A couple months ago, I received a text message from a friend containing a brief video clip that caught me utterly by surprise. It depicted a man giving a rousing speech at Harvard in front of an audience of thousands, who listened rapturously despite the beating rain, as he enumerated the various policies that the average American needed to adapt in our increasingly volatile world. “We need affordable childcare,” the man said, before noting the plight of a younger generation who “will have to deal with tens of millions of jobs replaced by automation like self-driving cars and trucks.” It seemed less of a commencement address than a stump speech. A few seconds later, my friend texted me again to say, “I think he’s running for president.”
The man in the video was Mark Zuckerberg. And his oration at his old stomping grounds appeared to solidify a whole lot of political speculation and Internet gossip. A few months earlier, a whisper campaign began to mount regarding the Facebook C.E.O.’s potential political aspirations. Zuckerberg, after all, was sending out some strong signals: Facebook had updated the company’s proxy statement to allow him to run for office and still maintain control of his company. Then Zuckerberg, a former atheist, said that he believed religion is “very important.”. And then there was the most controversial intimation—Zuckerberg’s New Year’s resolution to meet “people in every state in the U.S.,” which spurred a series of bizarre campaign trail-style imagery. At the time, I wondered aloudif Zuckerberg, who turns 35 in two years, would indeed (try to) be our next president. In a funny way, it almost seemed like a demotion. Yet over and over again, various sources told me that Zuckerberg had grander plans in life and wanted to be “emperor.”

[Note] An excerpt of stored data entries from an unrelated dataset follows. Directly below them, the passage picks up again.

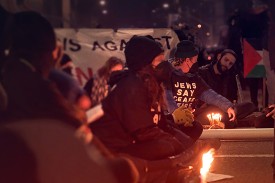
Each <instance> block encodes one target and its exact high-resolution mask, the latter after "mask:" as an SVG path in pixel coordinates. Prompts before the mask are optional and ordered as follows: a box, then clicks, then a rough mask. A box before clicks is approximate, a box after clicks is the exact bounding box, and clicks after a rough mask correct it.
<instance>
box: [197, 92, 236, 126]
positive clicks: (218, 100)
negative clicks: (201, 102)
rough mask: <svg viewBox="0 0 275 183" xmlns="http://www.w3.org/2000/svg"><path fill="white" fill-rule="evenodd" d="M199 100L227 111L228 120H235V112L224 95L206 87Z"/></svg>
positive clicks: (235, 115) (228, 100)
mask: <svg viewBox="0 0 275 183" xmlns="http://www.w3.org/2000/svg"><path fill="white" fill-rule="evenodd" d="M199 98H200V100H202V101H204V102H206V103H207V104H211V105H215V106H217V107H219V108H220V109H222V110H223V111H224V112H227V113H228V116H229V118H231V119H230V121H233V120H235V117H236V114H235V111H234V109H233V108H232V107H233V103H232V102H230V101H229V100H228V99H226V98H225V97H223V96H221V95H219V94H217V93H216V92H215V91H214V90H212V89H208V90H205V91H204V92H203V93H202V94H201V95H200V97H199Z"/></svg>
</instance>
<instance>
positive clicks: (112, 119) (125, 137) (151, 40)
mask: <svg viewBox="0 0 275 183" xmlns="http://www.w3.org/2000/svg"><path fill="white" fill-rule="evenodd" d="M124 54H125V58H126V66H127V67H128V69H126V70H123V71H120V72H119V73H116V74H114V75H112V76H111V79H110V85H111V87H112V90H111V91H110V93H109V94H108V96H107V97H106V98H104V99H103V100H102V109H103V111H104V115H103V116H102V117H101V118H100V119H98V120H96V121H95V122H93V123H91V124H90V125H89V126H90V128H91V130H92V131H93V133H94V134H95V135H96V136H97V137H98V138H99V139H100V140H101V141H102V143H103V144H104V145H105V146H106V147H107V148H109V149H110V150H111V152H114V153H115V154H126V155H127V156H129V157H132V158H133V159H141V160H142V161H158V160H163V159H167V158H168V157H170V156H175V155H180V154H181V153H183V152H186V151H188V152H189V150H191V149H192V148H190V146H191V145H192V144H193V140H192V139H191V138H190V137H188V136H187V135H185V134H184V133H182V132H181V131H180V130H178V129H176V128H174V127H173V126H172V125H171V126H170V127H169V130H170V131H169V130H167V129H168V127H167V128H166V129H163V128H161V126H160V125H159V124H160V123H164V124H166V126H168V125H169V123H168V121H167V120H166V118H165V117H164V114H163V111H162V108H161V107H162V105H164V104H165V102H164V100H163V94H162V92H163V91H162V88H161V86H160V83H159V82H158V80H157V77H156V76H155V68H157V67H158V65H159V64H160V63H161V62H163V60H164V55H163V49H162V47H161V45H160V44H159V43H158V42H156V41H154V40H153V39H152V38H150V37H148V36H133V37H132V38H131V39H130V40H129V41H128V42H127V44H126V47H125V51H124ZM187 154H189V153H187ZM191 154H192V153H191ZM184 158H188V157H184ZM134 162H135V163H137V162H136V161H134ZM179 162H180V161H179ZM165 167H166V168H163V169H162V168H158V171H156V172H151V170H150V169H149V170H148V172H146V176H145V174H144V173H145V172H144V168H143V169H139V173H140V175H141V177H143V178H144V179H148V178H150V177H151V179H152V178H153V179H154V181H152V180H151V181H150V180H149V179H148V180H146V181H147V182H166V181H167V180H166V179H167V177H168V174H170V173H172V171H174V169H173V168H172V167H170V166H167V165H165ZM174 173H175V172H174ZM146 181H145V182H146Z"/></svg>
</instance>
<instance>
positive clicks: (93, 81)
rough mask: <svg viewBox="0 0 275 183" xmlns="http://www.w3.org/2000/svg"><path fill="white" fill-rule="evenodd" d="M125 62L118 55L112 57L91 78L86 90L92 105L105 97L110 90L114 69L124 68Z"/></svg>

The reaction to the rumors, though, were sometimes stranger than the potential of a Zuckerberg presidency. On the left, a lot of people applauded the notion of a tech genius running for office, especially in the wake of an ignoramus like Donald Trump. Some in the alt-right reduced the prospect of Zuckerberg, who is of Jewish heritage, in the White House to horrifying racist screeds. And then there were those in Silicon Valley who momentarily wondered aloud about Zuck’s calculation before concluding—perhaps after back-channeling with Zuckerberg’s communications team—that there was absolutely no way he would run for president, that he was really just hauling across the country in order to get to know The People. Zuckerberg, meanwhile, has since taken to Facebook (where else) to deny that he’s running for office.

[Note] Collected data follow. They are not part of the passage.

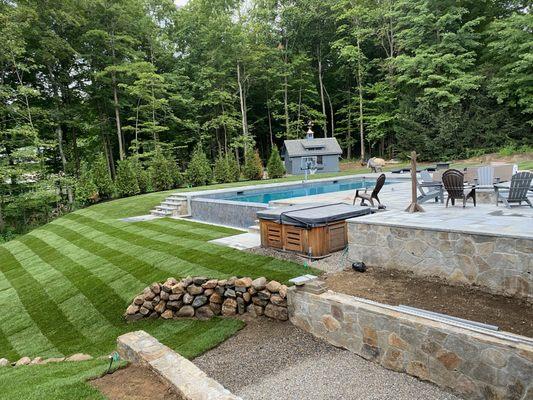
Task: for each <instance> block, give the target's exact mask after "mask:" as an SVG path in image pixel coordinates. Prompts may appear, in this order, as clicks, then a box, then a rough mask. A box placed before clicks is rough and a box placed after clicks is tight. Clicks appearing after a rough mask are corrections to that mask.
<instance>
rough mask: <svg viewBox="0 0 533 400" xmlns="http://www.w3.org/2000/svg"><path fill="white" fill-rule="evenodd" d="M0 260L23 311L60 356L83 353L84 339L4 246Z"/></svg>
mask: <svg viewBox="0 0 533 400" xmlns="http://www.w3.org/2000/svg"><path fill="white" fill-rule="evenodd" d="M0 259H1V260H2V263H1V264H0V271H1V272H2V273H3V274H4V275H5V277H6V278H7V280H8V281H9V283H10V284H11V286H13V288H15V290H16V291H17V293H18V295H19V298H20V301H21V303H22V304H23V305H24V308H25V309H26V311H27V312H28V314H30V316H31V318H32V320H33V321H34V322H35V324H36V325H37V326H38V327H39V329H40V330H41V332H43V334H44V335H45V336H46V337H47V338H48V340H49V341H50V342H52V344H53V345H54V347H55V348H56V349H58V351H60V352H61V353H63V354H68V353H69V351H70V350H71V349H73V348H76V349H79V350H80V351H81V350H83V349H84V345H85V338H84V337H83V335H82V334H81V333H80V332H78V331H77V329H76V327H75V326H74V325H72V324H71V323H70V322H69V321H68V319H67V318H66V317H65V315H64V314H63V313H62V312H61V310H60V309H59V307H58V306H57V304H56V303H54V302H53V301H52V299H51V298H50V296H48V294H47V293H46V292H45V290H44V289H43V288H42V287H41V285H40V283H39V282H38V281H37V280H35V279H34V278H33V276H32V275H30V274H29V273H28V272H27V271H26V270H25V269H24V268H22V266H21V265H20V263H19V262H18V261H17V260H16V259H15V257H14V256H13V255H12V254H11V253H10V252H9V251H8V250H7V249H6V248H5V247H0ZM44 307H46V308H45V309H44Z"/></svg>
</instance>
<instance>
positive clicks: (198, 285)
mask: <svg viewBox="0 0 533 400" xmlns="http://www.w3.org/2000/svg"><path fill="white" fill-rule="evenodd" d="M208 280H209V279H208V278H206V277H205V276H196V277H194V278H192V282H193V283H194V284H195V285H197V286H202V285H203V284H204V283H206V282H207V281H208Z"/></svg>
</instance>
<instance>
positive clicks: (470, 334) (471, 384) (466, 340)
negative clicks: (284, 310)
mask: <svg viewBox="0 0 533 400" xmlns="http://www.w3.org/2000/svg"><path fill="white" fill-rule="evenodd" d="M288 302H289V316H290V320H291V322H292V323H293V324H295V325H296V326H298V327H300V328H301V329H304V330H306V331H308V332H310V333H312V334H313V335H315V336H317V337H319V338H322V339H324V340H326V341H327V342H329V343H331V344H333V345H335V346H338V347H343V348H346V349H348V350H350V351H352V352H354V353H356V354H358V355H360V356H361V357H363V358H365V359H367V360H371V361H375V362H377V363H379V364H381V365H382V366H384V367H385V368H388V369H391V370H394V371H398V372H405V373H407V374H410V375H413V376H416V377H417V378H419V379H422V380H426V381H430V382H433V383H435V384H437V385H439V386H441V387H444V388H448V389H450V390H451V391H453V392H455V393H457V394H459V395H460V396H463V397H464V398H465V399H475V400H478V399H479V400H481V399H493V400H498V399H502V400H503V399H509V400H511V399H517V400H526V399H532V398H533V346H531V345H527V344H522V343H515V342H513V341H510V340H504V339H500V338H496V337H494V336H491V335H488V334H483V333H478V332H473V331H470V330H467V329H463V328H459V327H456V326H452V325H448V324H444V323H439V322H435V321H432V320H428V319H425V318H420V317H415V316H411V315H408V314H404V313H400V312H397V311H394V310H391V309H388V308H386V307H383V308H382V307H379V306H376V305H371V304H367V303H364V302H362V301H359V300H357V298H355V297H353V296H348V295H344V294H338V293H334V292H331V291H327V292H325V293H322V294H314V293H310V292H307V291H306V290H305V289H297V288H294V287H293V288H290V289H289V294H288Z"/></svg>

So, if he’s not running for president, what exactly is Zuckerberg doing? Nathan Hubbard, a former executive at Twitter, recently posted a series of tweets outlining his theory for what Zuckerberg has been up to during the last few months—and it’s a theory that a lot of people in Silicon Valley subscribe to. “Zuck isn’t running for President. He’s trying to understand the role the product he created played in getting this one elected,” Hubbard wrote on Twitter. “Zuck woke up on Nov 9th acutely aware that FB had facilitated a new shift he didn’t foresee or understand; that’s terrifying to a founder.”
I’ve spoken to several Silicon Valley executives and tech journalists about this theory, and it makes a fair amount of sense. People at Facebook have also privately told me how they were caught completely off guard by the role that the social network played in the election. But while this sounds entirely plausible, it doesn’t explain why Zuckerberg would amend Facebook’s proxy statement.

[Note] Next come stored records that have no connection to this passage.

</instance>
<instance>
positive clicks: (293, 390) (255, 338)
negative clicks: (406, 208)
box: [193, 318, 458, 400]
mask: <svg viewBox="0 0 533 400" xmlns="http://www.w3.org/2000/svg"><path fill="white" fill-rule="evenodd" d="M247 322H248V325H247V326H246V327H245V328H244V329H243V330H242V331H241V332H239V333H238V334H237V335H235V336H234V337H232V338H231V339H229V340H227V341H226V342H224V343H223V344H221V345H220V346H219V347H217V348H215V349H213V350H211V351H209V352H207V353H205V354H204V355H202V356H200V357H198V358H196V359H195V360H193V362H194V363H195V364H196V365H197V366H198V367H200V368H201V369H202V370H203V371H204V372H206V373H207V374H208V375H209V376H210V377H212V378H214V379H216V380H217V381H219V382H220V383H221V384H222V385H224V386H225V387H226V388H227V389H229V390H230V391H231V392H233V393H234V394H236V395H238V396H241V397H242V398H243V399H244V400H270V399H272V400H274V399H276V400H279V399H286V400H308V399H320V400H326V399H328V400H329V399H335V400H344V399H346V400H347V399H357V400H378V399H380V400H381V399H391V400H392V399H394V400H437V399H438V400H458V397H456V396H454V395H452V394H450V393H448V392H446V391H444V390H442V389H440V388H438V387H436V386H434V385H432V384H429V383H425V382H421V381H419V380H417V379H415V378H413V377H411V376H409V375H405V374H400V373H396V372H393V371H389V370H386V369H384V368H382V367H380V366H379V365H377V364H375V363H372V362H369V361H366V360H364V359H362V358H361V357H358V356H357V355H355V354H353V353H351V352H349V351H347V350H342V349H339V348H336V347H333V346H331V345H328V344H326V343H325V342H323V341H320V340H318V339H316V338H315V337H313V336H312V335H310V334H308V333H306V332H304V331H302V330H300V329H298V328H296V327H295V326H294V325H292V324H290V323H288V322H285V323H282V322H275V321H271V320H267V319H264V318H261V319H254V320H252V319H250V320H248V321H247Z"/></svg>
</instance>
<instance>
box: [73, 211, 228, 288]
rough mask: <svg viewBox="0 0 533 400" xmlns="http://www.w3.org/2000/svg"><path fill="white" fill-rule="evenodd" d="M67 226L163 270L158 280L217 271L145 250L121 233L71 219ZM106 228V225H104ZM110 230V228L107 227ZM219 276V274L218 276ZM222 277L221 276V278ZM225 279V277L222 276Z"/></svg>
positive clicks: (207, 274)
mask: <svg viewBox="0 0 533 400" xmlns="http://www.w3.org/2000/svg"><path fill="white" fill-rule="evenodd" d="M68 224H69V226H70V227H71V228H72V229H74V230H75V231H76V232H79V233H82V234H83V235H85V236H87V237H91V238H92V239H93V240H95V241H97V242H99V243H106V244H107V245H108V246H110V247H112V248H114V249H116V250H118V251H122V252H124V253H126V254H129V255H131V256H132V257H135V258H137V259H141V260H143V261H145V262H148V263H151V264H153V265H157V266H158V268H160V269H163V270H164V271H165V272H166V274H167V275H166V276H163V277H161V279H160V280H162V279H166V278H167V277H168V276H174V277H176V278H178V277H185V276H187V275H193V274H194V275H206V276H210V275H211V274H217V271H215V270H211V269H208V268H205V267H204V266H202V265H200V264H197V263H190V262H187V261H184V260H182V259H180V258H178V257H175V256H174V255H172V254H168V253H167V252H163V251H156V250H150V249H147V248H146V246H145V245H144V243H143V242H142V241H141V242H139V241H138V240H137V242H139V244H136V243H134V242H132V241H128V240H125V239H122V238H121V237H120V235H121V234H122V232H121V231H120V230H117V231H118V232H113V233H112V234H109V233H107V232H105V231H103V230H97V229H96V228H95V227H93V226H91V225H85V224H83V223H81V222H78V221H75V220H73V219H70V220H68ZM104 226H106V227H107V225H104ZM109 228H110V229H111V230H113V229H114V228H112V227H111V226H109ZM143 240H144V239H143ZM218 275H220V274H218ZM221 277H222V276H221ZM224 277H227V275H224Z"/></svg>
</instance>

In the updated S-1 filing, this provision is invoked several times, explicating that Zuckerberg can take a “Pre-Approved Leave,” which translates as “any leave of absence or resignation of the Founder that is in connection with the Founder serving in a government position or office.” One person who interacts with Zuckerberg on a regular basis theorized that maybe Zuckerberg is leaving open the option to run for office one day in the very distant future, or that he could try running for lesser office to better understand how government works. But again, this is all just conjecture and speculation. No one really has the faintest clue what Zuckerberg is up to, which all amounts to fairly genius politicking for a political neophyte. Mike Pence, in fact, might want to give it a try.
So here's the exit question folks: which is more frightening?
One one hand there's the notion that Zuck wants to run the country like he's running Facebook, as the ultimate Silicon Valley dudebro who thinks tech can solve everything. On the other hand there's the notion that he's lost control of his social network behemoth and not even he knows how to fix the fake news spewing volcano that he's helped to unleash under the body politic.
Neither scenario exactly fills me with confidence.